MORE than one domestic airline in South Africa has expressed an interest in applying for Mango’s route rights to service Zanzibar, should the carrier be forced to relinquish those slots when an International Air Services Council (IASC) is reconstituted.
Mango is up for sale but prospective buyers could have time on their side regarding the retention of these route rights. Earlier this year, the Department of Transport extended all route rights until a new council was functioning. Judging by the fact that it has taken eight months for the DoT to even call for nominations for members of the council, this could be a lengthy process.
Mango has now been shelved indefinitely, at least until a new owner can be found. (See Travel News’s report, Mango is for sale.)
In the original Business Rescue (BR) plan that Mango presented to SAA, it was recommended that Mango restart operations in December to take advantage of seasonal demand and to protect its route rights. Even before the BR process started, Mango’s network had already shrunk radically to just two local routes and a coveted regional service connecting Johannesburg with Zanzibar.
Mango was grounded due to unpaid debts to ATNS on July 27 this year, which triggered the Business Rescue. The Zanzibar operations ground to a halt along with all its other flights, and there were no other direct flights from South Africa to Zanzibar. Since then, a seasonal charter service devised by Holiday Packages by AfricaStay, has been the only direct flight to Zanzibar out of South Africa. (NB: AfricaStay told Travel News it currently had three flights a week, which would fall to one a week in January, but in March would increase to two per week. The operator has managed to extend its charters into July 2022.)
South Africa’s domestic airlines hope that not only can Mango’s rights be redistributed, but also that more frequencies to Tanzania (which includes Zanzibar), can be negotiated between the governments of South Africa and Tanzania. The IASC can only assign operating rights to airlines based on the details and approved number of frequencies prescribed in the countries’ bilateral agreements.
The process to reconstitute the IASC has finally restarted after extensive delays (see here), but because of the long lapse, the Department of Transport extended all existing permissions.
Miles van der Molen, CemAir CEO, told Travel News that any airline that held the right to operate a specific route must commence services within one year, and couldn’t stop for more than three months.
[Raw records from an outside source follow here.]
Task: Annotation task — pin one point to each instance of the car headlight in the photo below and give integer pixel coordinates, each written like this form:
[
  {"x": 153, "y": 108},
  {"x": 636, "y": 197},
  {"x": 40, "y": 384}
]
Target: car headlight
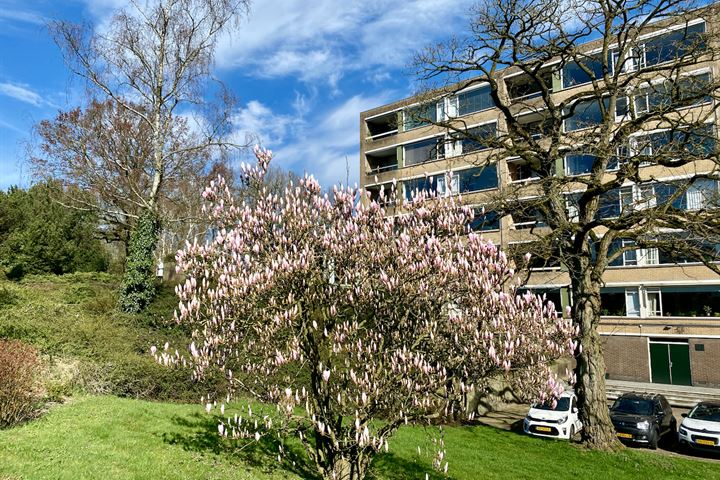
[{"x": 644, "y": 425}]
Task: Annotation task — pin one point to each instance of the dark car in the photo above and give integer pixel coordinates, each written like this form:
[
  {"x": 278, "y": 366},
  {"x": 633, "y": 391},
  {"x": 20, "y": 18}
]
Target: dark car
[{"x": 643, "y": 419}]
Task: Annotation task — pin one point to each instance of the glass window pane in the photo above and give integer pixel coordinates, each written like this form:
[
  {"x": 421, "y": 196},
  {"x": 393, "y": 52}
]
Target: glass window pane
[
  {"x": 420, "y": 115},
  {"x": 579, "y": 164},
  {"x": 574, "y": 74},
  {"x": 475, "y": 101},
  {"x": 484, "y": 221},
  {"x": 479, "y": 138},
  {"x": 670, "y": 46},
  {"x": 478, "y": 178},
  {"x": 586, "y": 113},
  {"x": 426, "y": 184},
  {"x": 424, "y": 151}
]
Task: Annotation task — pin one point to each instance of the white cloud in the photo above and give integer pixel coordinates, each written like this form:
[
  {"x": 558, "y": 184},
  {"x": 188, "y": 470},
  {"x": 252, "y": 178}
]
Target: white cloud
[
  {"x": 327, "y": 145},
  {"x": 23, "y": 93},
  {"x": 25, "y": 16},
  {"x": 321, "y": 40}
]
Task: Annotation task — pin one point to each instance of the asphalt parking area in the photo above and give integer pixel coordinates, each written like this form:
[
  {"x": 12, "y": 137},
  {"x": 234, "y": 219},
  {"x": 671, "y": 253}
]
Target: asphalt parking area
[{"x": 511, "y": 416}]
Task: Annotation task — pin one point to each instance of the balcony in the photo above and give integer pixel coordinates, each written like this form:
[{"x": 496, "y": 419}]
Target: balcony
[
  {"x": 524, "y": 87},
  {"x": 381, "y": 126},
  {"x": 381, "y": 161}
]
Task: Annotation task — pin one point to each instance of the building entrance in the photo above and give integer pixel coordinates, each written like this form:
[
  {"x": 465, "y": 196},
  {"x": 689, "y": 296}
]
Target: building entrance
[{"x": 670, "y": 362}]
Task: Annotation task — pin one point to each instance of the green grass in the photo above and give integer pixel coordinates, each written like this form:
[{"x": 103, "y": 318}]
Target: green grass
[{"x": 113, "y": 438}]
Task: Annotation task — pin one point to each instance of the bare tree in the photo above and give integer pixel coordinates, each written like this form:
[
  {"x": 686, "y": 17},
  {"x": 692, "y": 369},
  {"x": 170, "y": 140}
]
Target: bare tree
[
  {"x": 106, "y": 151},
  {"x": 625, "y": 161},
  {"x": 153, "y": 60}
]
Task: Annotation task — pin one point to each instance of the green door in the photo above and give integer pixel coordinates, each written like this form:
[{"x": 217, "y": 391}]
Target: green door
[
  {"x": 660, "y": 363},
  {"x": 680, "y": 364},
  {"x": 670, "y": 363}
]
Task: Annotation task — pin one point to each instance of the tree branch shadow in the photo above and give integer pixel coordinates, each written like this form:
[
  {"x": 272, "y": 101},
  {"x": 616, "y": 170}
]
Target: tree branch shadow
[
  {"x": 390, "y": 465},
  {"x": 199, "y": 433}
]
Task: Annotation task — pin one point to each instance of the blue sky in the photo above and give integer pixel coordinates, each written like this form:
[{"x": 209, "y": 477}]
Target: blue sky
[{"x": 302, "y": 71}]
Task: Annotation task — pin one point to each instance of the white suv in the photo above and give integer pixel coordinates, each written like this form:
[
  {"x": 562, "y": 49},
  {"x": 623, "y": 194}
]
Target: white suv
[
  {"x": 701, "y": 427},
  {"x": 558, "y": 422}
]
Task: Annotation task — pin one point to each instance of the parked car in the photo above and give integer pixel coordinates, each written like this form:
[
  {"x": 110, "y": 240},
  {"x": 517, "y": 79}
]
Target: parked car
[
  {"x": 643, "y": 419},
  {"x": 701, "y": 427},
  {"x": 559, "y": 421}
]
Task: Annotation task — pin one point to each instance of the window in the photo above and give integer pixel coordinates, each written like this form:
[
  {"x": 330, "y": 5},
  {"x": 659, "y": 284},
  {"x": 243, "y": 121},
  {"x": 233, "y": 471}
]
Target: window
[
  {"x": 477, "y": 178},
  {"x": 382, "y": 161},
  {"x": 424, "y": 151},
  {"x": 634, "y": 257},
  {"x": 683, "y": 92},
  {"x": 549, "y": 294},
  {"x": 586, "y": 113},
  {"x": 484, "y": 221},
  {"x": 447, "y": 184},
  {"x": 382, "y": 125},
  {"x": 528, "y": 218},
  {"x": 653, "y": 303},
  {"x": 579, "y": 164},
  {"x": 702, "y": 193},
  {"x": 670, "y": 46},
  {"x": 474, "y": 100},
  {"x": 478, "y": 138},
  {"x": 422, "y": 184},
  {"x": 665, "y": 301},
  {"x": 382, "y": 194},
  {"x": 675, "y": 144},
  {"x": 542, "y": 255},
  {"x": 634, "y": 59},
  {"x": 520, "y": 170},
  {"x": 574, "y": 73},
  {"x": 525, "y": 87},
  {"x": 572, "y": 205},
  {"x": 421, "y": 115},
  {"x": 614, "y": 202}
]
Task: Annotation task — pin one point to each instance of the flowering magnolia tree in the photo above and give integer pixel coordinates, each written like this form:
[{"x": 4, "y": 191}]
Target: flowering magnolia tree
[{"x": 350, "y": 323}]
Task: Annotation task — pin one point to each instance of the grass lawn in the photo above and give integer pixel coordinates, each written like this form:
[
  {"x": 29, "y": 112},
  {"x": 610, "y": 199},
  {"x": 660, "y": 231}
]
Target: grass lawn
[{"x": 113, "y": 438}]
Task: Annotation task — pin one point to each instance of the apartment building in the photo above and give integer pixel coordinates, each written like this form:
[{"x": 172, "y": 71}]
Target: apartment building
[{"x": 660, "y": 311}]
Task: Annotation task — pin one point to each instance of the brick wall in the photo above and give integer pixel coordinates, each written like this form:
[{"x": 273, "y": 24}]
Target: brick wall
[
  {"x": 705, "y": 363},
  {"x": 626, "y": 358}
]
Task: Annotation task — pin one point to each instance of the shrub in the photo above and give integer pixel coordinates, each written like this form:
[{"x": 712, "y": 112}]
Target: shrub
[
  {"x": 7, "y": 297},
  {"x": 138, "y": 285},
  {"x": 19, "y": 396}
]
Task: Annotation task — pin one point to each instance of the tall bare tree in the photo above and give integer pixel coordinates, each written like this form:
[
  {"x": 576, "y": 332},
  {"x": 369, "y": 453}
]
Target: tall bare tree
[
  {"x": 593, "y": 156},
  {"x": 153, "y": 61},
  {"x": 106, "y": 151}
]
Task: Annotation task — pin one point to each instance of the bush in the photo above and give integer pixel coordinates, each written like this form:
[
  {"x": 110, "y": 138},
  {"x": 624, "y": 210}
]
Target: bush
[
  {"x": 38, "y": 235},
  {"x": 19, "y": 396},
  {"x": 7, "y": 297},
  {"x": 138, "y": 284}
]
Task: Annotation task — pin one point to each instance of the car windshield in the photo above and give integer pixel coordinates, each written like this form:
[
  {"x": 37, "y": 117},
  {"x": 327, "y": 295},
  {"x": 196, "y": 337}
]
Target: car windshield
[
  {"x": 563, "y": 405},
  {"x": 706, "y": 412},
  {"x": 634, "y": 406}
]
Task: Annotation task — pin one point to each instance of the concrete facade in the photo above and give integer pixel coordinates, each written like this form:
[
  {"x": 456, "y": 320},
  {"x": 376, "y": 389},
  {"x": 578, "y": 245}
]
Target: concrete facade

According toVan der Molen, the existing bilateral agreement allows for a maximum of 28 flights to Tanzania, including services to Zanzibar, 26 of which are held by either South African Airways or Mango, and two more, which, he said, had been awarded to Airlink.
He said CemAir was definitely interested and would be applying to service Zanzibar. He believed the airline’s CRJ 900 was an ideal aircraft to make the direct route viable.
Slow process
While the travel trade will be eager to see more competition and capacity on the Zanzibar route, Van der Molen doesn’t expect any quick decisions. “The council probably won’t sit until February or March, and then they have a backlog to get through. Once you submit an application, there is a publication process, which is slow. Then, it is adjudicated by the council.”
He said the delay in appointing a new council was “diabolically bad”, adding that there would be a lot of pressure on the council.
Meanwhile, FlySafair is awaiting a decision on applications to service Harare and Victoria Falls when the new IASC is back up and running. Asked if it would consider applying for direct flights to Zanzibar, Kirby Gordon, Chief Marketing Officer of FlySafair said: “It’s probably something we’ll reconsider.”
Whether Mango can secure a buyer before the IASC is obliged to allow other carriers to be awarded the rights to fly to Zanzibar remains to be seen. But the issue of unused traffic rights remains a bone of contention in the South African aviation industry.
Some local airlines referred to the route rights still held by South African Express (SAX), which has been involved in a drawn-out liquidation process since April 2020, and other route rights held by SAA but not operated.
Another airline executive insisted that, strictly speaking, those unused traffic rights should be rescinded and made available for other airlines to bid for.
Airlink CEO and MD, Rodger Foster, has said that Airlink is interested in all the traffic rights, not just those held by SAX or Mango. “There are many unused traffic rights that are being held by others as well, like SAA,” he said.